<0> GTx Announces Sale of Fareston </0>
<0> GTx, Inc.Marc Hanover, 901-523-9700COO and President </0>
GTx, Inc. (Nasdaq: GTXI) announced today that it has sold to ProStrakan Group plc (ProStrakan) its rights and related assets in the metastatic breast cancer product, Fareston, for total cash consideration of $21.7 million. After deducting cash expenses relating to the transaction, GTx will receive net cash proceeds from the sale of approximately $19 million. Fareston (toremifene citrate) 60 mg tablets is a selective estrogen receptor modulator approved in the United States for the treatment of metastatic breast cancer in postmenopausal women.
ProStrakan, which is a subsidiary of the pharmaceutical company, Kyowa Hakko Kirin Co. Ltd., executed an Asset Purchase Agreement with GTx to acquire GTx’s exclusive rights in the U.S. to Fareston, along with product inventory. In connection with the transaction, GTx and Orion Corporation (Orion) agreed to terminate their long-standing license and supply agreement for Fareston and other toremifene-based products, and Orion and ProStrakan entered into a new exclusive license and supply agreement for Orion to manufacture and supply Fareston to ProStrakan in the U.S. Torreya Partners LLC served as financial advisor to GTx for the transaction.
Mitchell S. Steiner, M.D., CEO of GTx, observed that “with the sale of Fareston, GTx can now focus its research and development capabilities to discover, develop and commercialize small molecules, like enobosarm, for the prevention and treatment of muscle wasting in patients who have non-small cell lung cancer and Capesaris for men with advanced prostate cancer. We are pleased that ProStrakan will continue to make Fareston available to the many women in the U.S. who rely on it as an effective treatment for their advanced breast cancer.”
GTx, Inc., headquartered in Memphis, Tenn., is a biopharmaceutical company dedicated to the discovery, development, and commercialization of small molecules for the treatment of cancer, cancer supportive care, and other serious medical conditions.
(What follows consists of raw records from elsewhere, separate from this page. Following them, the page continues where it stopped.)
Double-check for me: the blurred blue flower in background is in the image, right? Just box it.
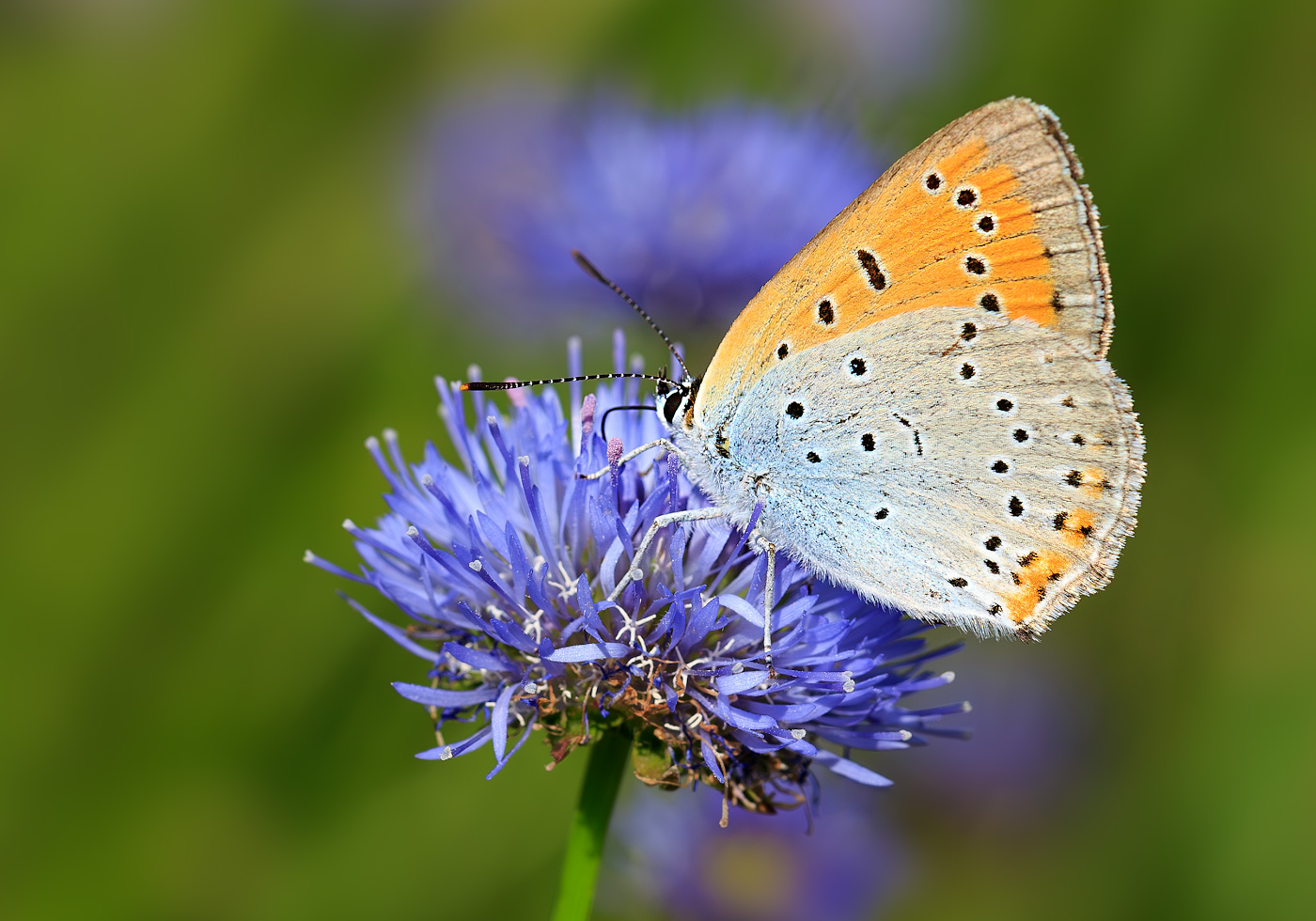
[599,783,907,921]
[306,335,964,812]
[418,89,885,326]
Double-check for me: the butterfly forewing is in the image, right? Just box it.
[698,99,1113,424]
[674,99,1144,635]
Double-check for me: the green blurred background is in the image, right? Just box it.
[0,0,1316,918]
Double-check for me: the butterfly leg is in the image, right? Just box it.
[608,506,727,601]
[576,438,688,480]
[756,537,776,678]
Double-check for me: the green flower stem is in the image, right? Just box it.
[553,729,631,921]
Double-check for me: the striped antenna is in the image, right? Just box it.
[572,250,694,378]
[462,372,677,391]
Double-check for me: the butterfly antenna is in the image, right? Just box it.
[572,250,694,378]
[462,372,675,391]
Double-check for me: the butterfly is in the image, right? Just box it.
[471,98,1145,649]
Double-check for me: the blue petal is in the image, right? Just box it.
[813,749,891,787]
[546,644,634,662]
[394,681,499,708]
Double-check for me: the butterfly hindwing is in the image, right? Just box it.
[725,308,1142,634]
[698,99,1113,434]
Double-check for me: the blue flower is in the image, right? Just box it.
[420,91,885,328]
[306,333,962,812]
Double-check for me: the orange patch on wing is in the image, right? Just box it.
[1004,552,1070,624]
[991,277,1056,326]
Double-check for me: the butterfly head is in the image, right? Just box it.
[654,378,703,430]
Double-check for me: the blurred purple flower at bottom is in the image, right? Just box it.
[600,784,902,921]
[420,91,885,325]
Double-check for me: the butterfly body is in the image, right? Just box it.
[659,99,1144,637]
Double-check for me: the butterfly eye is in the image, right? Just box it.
[662,391,682,425]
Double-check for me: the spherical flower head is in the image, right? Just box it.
[418,89,885,326]
[306,335,962,812]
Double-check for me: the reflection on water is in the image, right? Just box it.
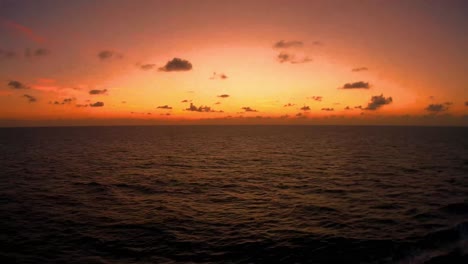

This press release contains forward-looking statements based upon GTx's current expectations. Forward-looking statements involve risks and uncertainties, and include, but are not limited to, statements relating to GTx's plans to focus its research and development capabilities on the development and potential commercialization of enobosarm (also known as Ostarine or GTx-024) and Capesaris (also known as GTx-758). GTx's actual results and the timing of events could differ materially from those anticipated in such forward-looking statements as a result of these risks and uncertainties, which include, without limitation, the risks (i) that GTx will not be able to commercialize its product candidates if clinical trials do not demonstrate safety and efficacy in humans; (ii) that GTx may not be able to obtain required regulatory approvals to commercialize its product candidates in a timely manner or at all; (iii) that clinical trials being conducted by GTx may not be completed on schedule, or at all, or may otherwise be suspended or terminated; or (iv) that GTx could utilize its available cash resources sooner than it currently expects and may be unable to raise capital when needed, which would force GTx to delay, reduce or eliminate its product candidate development programs or commercialization efforts. You should not place undue reliance on these forward-looking statements, which apply only as of the date of this press release. GTx’s quarterly report on Form 10-Q filed with the Securities and Exchange Commission on August 8, 2012 contains under the heading, "Risk Factors", a more comprehensive description of these and other risks to which GTx is subject. GTx expressly disclaims any obligation or undertaking to release publicly any updates or revisions to any forward-looking statements contained herein to reflect any change in its expectations with regard thereto or any change in events, conditions or circumstances on which any such statements are based.